Sunday, September 22, 2013

Money and the Clintons

Twenty-one years have passed since the 1992 election, in which Jerry Brown tried to make an issue of the Clintons' finances:



Many voters have no direct memory of the many ethical questions that surrounded the couple in the 1990s.  That is why Lloyd Green's Daily Beast article is important:
Put kindly, the Clintons have a tropism towards other people’s money. Put more bluntly, Hill and Bill are the Bonnie and Clyde of campaign fundraising.
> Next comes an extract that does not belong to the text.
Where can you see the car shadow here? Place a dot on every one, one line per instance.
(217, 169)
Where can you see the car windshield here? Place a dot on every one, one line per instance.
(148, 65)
Who can forget Clinton’s final-days pardon of fugitive oil trader and Scooter Libby client, the now late Marc Rich, or those Lincoln Bedroom sleepovers? In the incredulous words of DreamWorks' David Geffen, a big-time Democratic donor and former fan of the Clintons, “Marc Rich getting pardoned? An oil-profiteer expatriate who left the country rather than pay taxes or face justice?”
Opposition researchers on both sides should not assume that reporters know this history.  It is quite likely that most of those covering the 2016 were in grade school when Whitewater was a top story. Peter Hamby writes:
In the summer of 2012, Reid Epstein’s editors at Politico moved him from the Romney beat to the White House. Epstein, then 33, remembers being among the oldest reporters in the press pack when he left the Romney bubble. At the White House, he was suddenly one of the youngest.
This isn’t too surprising. Since the 2004 campaign, with budgetary and deadline pressures weighing heavily on editors, news outlets have increasingly opted to send younger and more digitally savvy reporters on the road with campaigns.
The White House beat, meanwhile, is considered a “prestige” job. Editors and television bureau chiefs often put their more experienced reporters there, even though it’s a heavily controlled and sometimes too-cozy environment with very little news to sniff out. Plus, you can have children and maintain healthy personal relationships while covering the White House. The president lives in Washington, too, after all. Not so on a campaign.
Chuck Todd calls campaign coverage, with its ruthless travel schedule and ungodly morning call times, “a young man’s, a young woman’s game.”